Families return to Kelantan to help as flood waters recede

One of the badly hit areas in Kelantan, where rain has abated after heavy flooding in the past fortnight. Tens of thousands of people have been driven to shelters, where they remain amid fears of new floods. Many residents are not taking any chances and are stocking up on food supplies.

As the number of Malaysians evacuated in the Peninsula's east coast states continues to rise, many of their family members are travelling home to help out as officials step up aid to the areas overwhelmed by severe floods.

On a Malaysia Airlines flight from Kuala Lumpur to Kota Baru yesterday afternoon, passengers chalked up excess baggage fees as they checked in bags of biscuits and boxes of instant noodles and canned food.

KL-based chef Mohd Nor Husaini Hasnan, 29, paid RM500 (S$190) to lug home some 75kg of dry foodstuff for his parents, whose two-storey home in Pasir Pekan outside Kota Baru was almost submerged.

Others paid even more in cash they would not otherwise be able to withdraw in Kota Baru, as ATMs had been damaged and banks stayed shut.

These upheavals in Malaysia's worst floods in decades have seen 158,476 people evacuated in Kelantan, 49,978 in Pahang and 25,775 in Terengganu so far.

Prime Minister Najib Razak visited several badly hit areas in Kelantan yesterday, as rain abated after heavy flooding in the past fortnight drove tens of thousands to shelters, where they remain amid fears of new floods

Singapore Armed Forces C-130 aircraft also delivered water purification units to Kota Baru to ensure flood victims have safe drinking water, a move that came a day after Prime Minister Lee Hsien Loong spoke with Mr Najib.

Although Kota Baru roads reopened yesterday, the signs of damage remain: A faint waterline stretches for several kilometres along building walls, with chest-high debris in some areas.

One shop that remained open was KeyMa Trading, a cellphone repair shop. Owner Mohd Zaki Mohammad, 36, said the floods reminded him of the Indian Ocean tsunami in 2004, when many people were left in the dark for days about the fate of their loved ones.

His wife Azimah Yahya, 34, added: "I'd been crying and crying for the last three days, not knowing how my family was doing. I couldn't get through to them, neither could my brother."

Her mother and five brothers live in Tanah Merah, one of the worst-hit areas where telephone lines were damaged.

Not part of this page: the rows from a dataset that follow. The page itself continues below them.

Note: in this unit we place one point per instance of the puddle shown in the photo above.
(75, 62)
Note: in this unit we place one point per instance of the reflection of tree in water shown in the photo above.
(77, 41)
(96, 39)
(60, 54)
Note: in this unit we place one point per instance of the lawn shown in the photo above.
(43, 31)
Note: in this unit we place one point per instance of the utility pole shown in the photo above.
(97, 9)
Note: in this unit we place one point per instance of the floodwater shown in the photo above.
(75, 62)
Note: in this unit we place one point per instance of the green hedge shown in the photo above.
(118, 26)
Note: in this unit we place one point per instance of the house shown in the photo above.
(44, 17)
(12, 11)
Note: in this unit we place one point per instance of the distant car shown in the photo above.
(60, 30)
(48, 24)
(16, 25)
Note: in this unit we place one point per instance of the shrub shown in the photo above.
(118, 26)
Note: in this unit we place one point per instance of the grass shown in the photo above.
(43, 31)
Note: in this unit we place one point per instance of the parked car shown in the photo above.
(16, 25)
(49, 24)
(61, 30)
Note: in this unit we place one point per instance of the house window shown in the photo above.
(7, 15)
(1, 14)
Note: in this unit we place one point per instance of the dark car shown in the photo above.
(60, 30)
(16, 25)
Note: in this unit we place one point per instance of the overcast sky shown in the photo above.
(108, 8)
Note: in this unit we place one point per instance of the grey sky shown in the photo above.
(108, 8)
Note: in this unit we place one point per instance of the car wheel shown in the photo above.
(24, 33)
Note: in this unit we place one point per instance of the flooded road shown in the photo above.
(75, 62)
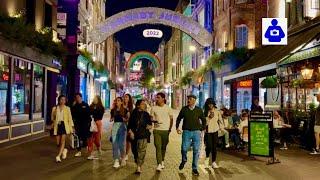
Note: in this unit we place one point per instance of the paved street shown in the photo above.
(35, 160)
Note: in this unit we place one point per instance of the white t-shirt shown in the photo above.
(162, 115)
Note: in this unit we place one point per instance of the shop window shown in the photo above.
(241, 36)
(4, 79)
(21, 91)
(315, 4)
(38, 92)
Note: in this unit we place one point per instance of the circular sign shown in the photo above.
(152, 33)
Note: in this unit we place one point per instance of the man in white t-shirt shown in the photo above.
(162, 117)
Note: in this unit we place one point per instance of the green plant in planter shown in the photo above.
(270, 82)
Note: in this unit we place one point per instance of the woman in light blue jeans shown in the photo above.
(119, 115)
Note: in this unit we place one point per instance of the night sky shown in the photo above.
(131, 39)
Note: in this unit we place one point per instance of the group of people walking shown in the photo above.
(132, 127)
(77, 120)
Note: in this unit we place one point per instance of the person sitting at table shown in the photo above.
(279, 123)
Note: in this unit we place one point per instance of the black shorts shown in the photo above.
(61, 129)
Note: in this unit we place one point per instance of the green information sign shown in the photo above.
(259, 138)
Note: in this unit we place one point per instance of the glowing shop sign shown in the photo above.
(152, 33)
(150, 15)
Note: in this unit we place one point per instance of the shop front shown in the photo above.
(23, 91)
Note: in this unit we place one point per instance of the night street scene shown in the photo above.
(160, 89)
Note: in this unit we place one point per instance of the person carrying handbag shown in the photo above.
(97, 111)
(62, 126)
(139, 131)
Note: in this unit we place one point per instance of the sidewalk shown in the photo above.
(35, 160)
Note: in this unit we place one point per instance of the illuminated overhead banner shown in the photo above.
(150, 15)
(152, 33)
(134, 62)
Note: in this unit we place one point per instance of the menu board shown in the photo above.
(259, 138)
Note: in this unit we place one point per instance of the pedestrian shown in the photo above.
(139, 130)
(119, 115)
(316, 117)
(128, 104)
(82, 120)
(97, 111)
(214, 122)
(162, 116)
(194, 122)
(62, 125)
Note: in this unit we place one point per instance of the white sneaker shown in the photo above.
(64, 153)
(207, 163)
(116, 164)
(78, 154)
(162, 165)
(159, 168)
(123, 162)
(58, 159)
(215, 165)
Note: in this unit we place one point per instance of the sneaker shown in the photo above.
(215, 165)
(283, 148)
(116, 164)
(64, 153)
(123, 162)
(162, 165)
(207, 163)
(91, 157)
(78, 154)
(315, 151)
(138, 171)
(58, 159)
(159, 168)
(181, 166)
(195, 172)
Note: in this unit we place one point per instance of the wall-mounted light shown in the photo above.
(307, 72)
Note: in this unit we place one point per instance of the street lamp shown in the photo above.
(307, 72)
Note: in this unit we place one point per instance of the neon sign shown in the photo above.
(152, 33)
(151, 15)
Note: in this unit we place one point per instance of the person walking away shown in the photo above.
(162, 116)
(128, 104)
(225, 124)
(214, 119)
(119, 115)
(97, 111)
(82, 120)
(316, 117)
(194, 122)
(62, 125)
(139, 130)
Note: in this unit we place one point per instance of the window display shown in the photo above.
(21, 90)
(38, 92)
(4, 79)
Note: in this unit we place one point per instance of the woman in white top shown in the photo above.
(214, 119)
(62, 125)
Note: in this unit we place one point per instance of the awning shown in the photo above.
(267, 57)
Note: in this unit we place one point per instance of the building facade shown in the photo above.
(24, 87)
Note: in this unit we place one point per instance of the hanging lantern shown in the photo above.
(307, 72)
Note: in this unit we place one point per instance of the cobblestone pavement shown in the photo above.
(35, 160)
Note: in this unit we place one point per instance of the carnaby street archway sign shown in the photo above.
(150, 15)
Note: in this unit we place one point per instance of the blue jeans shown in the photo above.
(119, 134)
(187, 138)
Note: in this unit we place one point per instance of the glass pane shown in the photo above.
(4, 79)
(38, 92)
(21, 91)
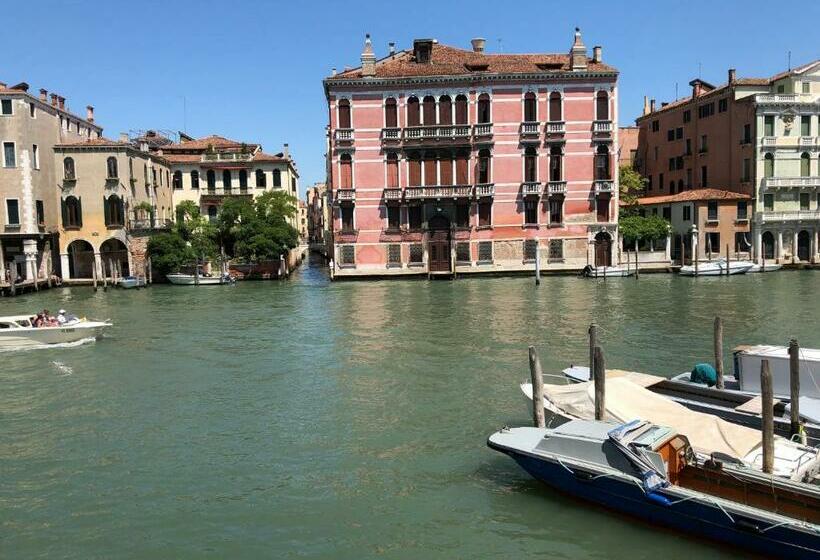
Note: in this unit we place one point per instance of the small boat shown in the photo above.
(130, 282)
(204, 280)
(626, 398)
(17, 332)
(650, 471)
(606, 271)
(716, 268)
(766, 267)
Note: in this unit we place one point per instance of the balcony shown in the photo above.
(604, 186)
(790, 182)
(531, 188)
(484, 190)
(556, 187)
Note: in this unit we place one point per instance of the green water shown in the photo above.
(304, 419)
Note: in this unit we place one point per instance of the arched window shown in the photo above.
(461, 109)
(68, 169)
(602, 164)
(391, 117)
(346, 178)
(555, 107)
(556, 165)
(530, 165)
(72, 211)
(483, 167)
(413, 114)
(445, 110)
(392, 170)
(344, 113)
(111, 168)
(530, 107)
(428, 109)
(483, 108)
(805, 165)
(602, 106)
(768, 165)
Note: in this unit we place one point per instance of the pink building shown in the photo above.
(444, 160)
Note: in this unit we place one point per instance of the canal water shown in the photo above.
(309, 419)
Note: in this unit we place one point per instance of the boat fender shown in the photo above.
(658, 499)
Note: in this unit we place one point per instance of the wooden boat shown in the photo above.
(627, 398)
(650, 472)
(17, 332)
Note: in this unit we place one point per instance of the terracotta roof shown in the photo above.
(451, 61)
(692, 196)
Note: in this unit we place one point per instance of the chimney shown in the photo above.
(578, 52)
(596, 54)
(368, 58)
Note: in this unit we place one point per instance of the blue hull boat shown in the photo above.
(646, 471)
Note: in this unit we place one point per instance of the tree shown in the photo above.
(632, 186)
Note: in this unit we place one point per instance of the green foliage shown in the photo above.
(632, 186)
(639, 228)
(169, 252)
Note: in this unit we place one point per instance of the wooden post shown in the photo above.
(767, 408)
(719, 352)
(537, 389)
(593, 342)
(794, 385)
(599, 379)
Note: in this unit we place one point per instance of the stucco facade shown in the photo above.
(444, 160)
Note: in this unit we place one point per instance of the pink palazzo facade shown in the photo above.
(443, 160)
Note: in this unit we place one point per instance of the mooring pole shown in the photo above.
(599, 379)
(794, 385)
(719, 352)
(767, 408)
(537, 389)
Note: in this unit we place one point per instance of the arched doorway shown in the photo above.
(768, 245)
(80, 259)
(438, 246)
(803, 246)
(114, 252)
(603, 249)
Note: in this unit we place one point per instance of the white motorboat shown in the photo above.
(191, 280)
(18, 332)
(717, 268)
(606, 271)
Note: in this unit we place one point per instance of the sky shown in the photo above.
(252, 70)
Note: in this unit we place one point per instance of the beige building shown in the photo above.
(30, 126)
(112, 195)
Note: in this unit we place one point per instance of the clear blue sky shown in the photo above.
(253, 70)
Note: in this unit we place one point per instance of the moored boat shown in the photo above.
(17, 332)
(650, 472)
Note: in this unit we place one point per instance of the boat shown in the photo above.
(204, 280)
(606, 271)
(735, 406)
(17, 332)
(627, 398)
(130, 282)
(716, 268)
(650, 472)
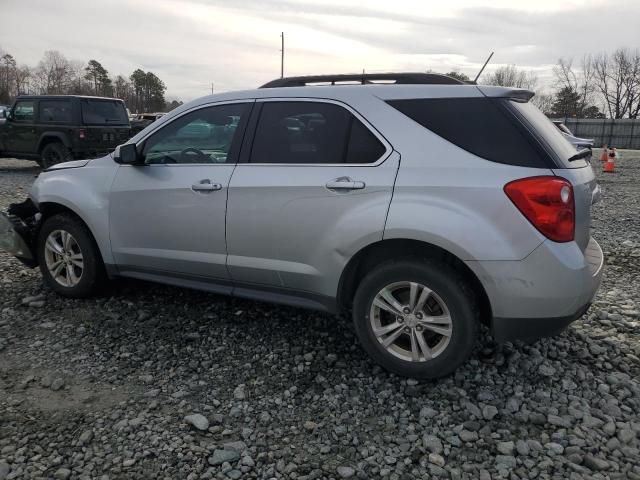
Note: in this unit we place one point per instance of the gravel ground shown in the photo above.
(150, 381)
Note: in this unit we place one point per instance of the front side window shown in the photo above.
(312, 133)
(23, 110)
(104, 112)
(208, 135)
(55, 111)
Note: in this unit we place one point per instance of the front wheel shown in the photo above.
(417, 318)
(69, 259)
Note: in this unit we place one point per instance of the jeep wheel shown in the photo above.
(417, 318)
(69, 259)
(53, 153)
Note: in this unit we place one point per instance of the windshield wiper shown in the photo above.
(584, 153)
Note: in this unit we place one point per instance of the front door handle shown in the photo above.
(345, 183)
(205, 186)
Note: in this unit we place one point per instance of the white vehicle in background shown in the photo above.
(579, 143)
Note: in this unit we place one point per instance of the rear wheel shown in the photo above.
(416, 318)
(54, 153)
(69, 259)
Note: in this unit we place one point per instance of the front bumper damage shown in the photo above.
(18, 231)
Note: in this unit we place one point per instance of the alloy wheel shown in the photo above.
(63, 257)
(411, 321)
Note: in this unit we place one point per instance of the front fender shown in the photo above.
(84, 191)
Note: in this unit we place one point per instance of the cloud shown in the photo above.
(235, 45)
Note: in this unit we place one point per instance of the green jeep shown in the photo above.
(57, 128)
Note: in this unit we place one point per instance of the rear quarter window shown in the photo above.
(55, 111)
(482, 126)
(103, 112)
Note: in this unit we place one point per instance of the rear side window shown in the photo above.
(104, 112)
(23, 111)
(312, 133)
(548, 133)
(482, 126)
(55, 111)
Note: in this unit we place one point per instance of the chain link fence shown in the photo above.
(622, 133)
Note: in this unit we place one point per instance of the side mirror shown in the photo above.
(127, 154)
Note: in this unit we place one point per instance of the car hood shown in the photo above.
(71, 164)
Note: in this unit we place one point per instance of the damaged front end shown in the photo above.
(18, 231)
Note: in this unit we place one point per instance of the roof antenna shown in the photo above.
(475, 80)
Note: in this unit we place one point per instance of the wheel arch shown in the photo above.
(373, 254)
(49, 209)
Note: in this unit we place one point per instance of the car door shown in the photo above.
(315, 187)
(167, 216)
(21, 136)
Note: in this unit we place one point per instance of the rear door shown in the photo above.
(167, 217)
(315, 185)
(106, 124)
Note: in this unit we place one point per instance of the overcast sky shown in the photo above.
(236, 43)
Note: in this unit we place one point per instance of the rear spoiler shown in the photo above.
(515, 94)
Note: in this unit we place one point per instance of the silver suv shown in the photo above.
(423, 206)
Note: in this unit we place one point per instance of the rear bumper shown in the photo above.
(508, 329)
(543, 293)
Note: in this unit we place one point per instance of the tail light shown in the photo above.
(547, 202)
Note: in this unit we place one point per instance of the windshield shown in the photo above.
(104, 112)
(547, 131)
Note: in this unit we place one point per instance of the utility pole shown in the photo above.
(282, 56)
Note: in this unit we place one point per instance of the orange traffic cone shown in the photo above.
(604, 156)
(610, 165)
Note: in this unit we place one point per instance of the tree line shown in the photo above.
(56, 75)
(602, 85)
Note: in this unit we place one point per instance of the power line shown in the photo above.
(282, 56)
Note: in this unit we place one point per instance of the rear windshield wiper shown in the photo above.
(584, 153)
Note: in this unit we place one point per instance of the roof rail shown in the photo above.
(366, 78)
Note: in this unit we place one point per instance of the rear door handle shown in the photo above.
(345, 183)
(205, 186)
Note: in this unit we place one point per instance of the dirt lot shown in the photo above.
(100, 388)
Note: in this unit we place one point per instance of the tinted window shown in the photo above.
(547, 132)
(58, 111)
(363, 146)
(104, 112)
(482, 126)
(23, 110)
(207, 135)
(312, 132)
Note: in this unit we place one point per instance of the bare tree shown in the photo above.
(580, 80)
(618, 81)
(7, 73)
(53, 74)
(512, 76)
(544, 101)
(23, 75)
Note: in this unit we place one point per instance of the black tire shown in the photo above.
(450, 286)
(54, 153)
(92, 276)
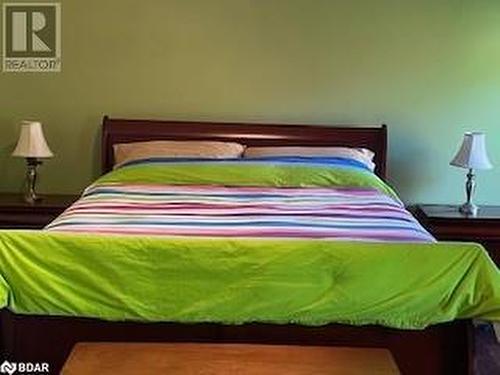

When they found out from relatives that the flood waters had receded yesterday, she made the 45-minute drive there, her car filled with biscuits, noodles and water. Her family had to live on kueh and biscuits until supplies were sent by helicopter to a school that became a rescue centre. Some have criticised the government for its perceived slow response.

The National Security Council, which oversees flood rescue and relief, said many village headmen and district officers whom it relied on for information could not give it in time because they were also victims of the flood.

Yesterday, Deputy Prime Minister Muhyiddin Yassin said a post-mortem would be held to find out the cause of the floods.

Although Mr Zaki and his wife hope that forecasts of another wave of flooding will not come true, they are stocking up on food supplies.

"We had no warning when the floods came," he said, adding that he believes officials just want to play safe when they caution residents to expect another flood.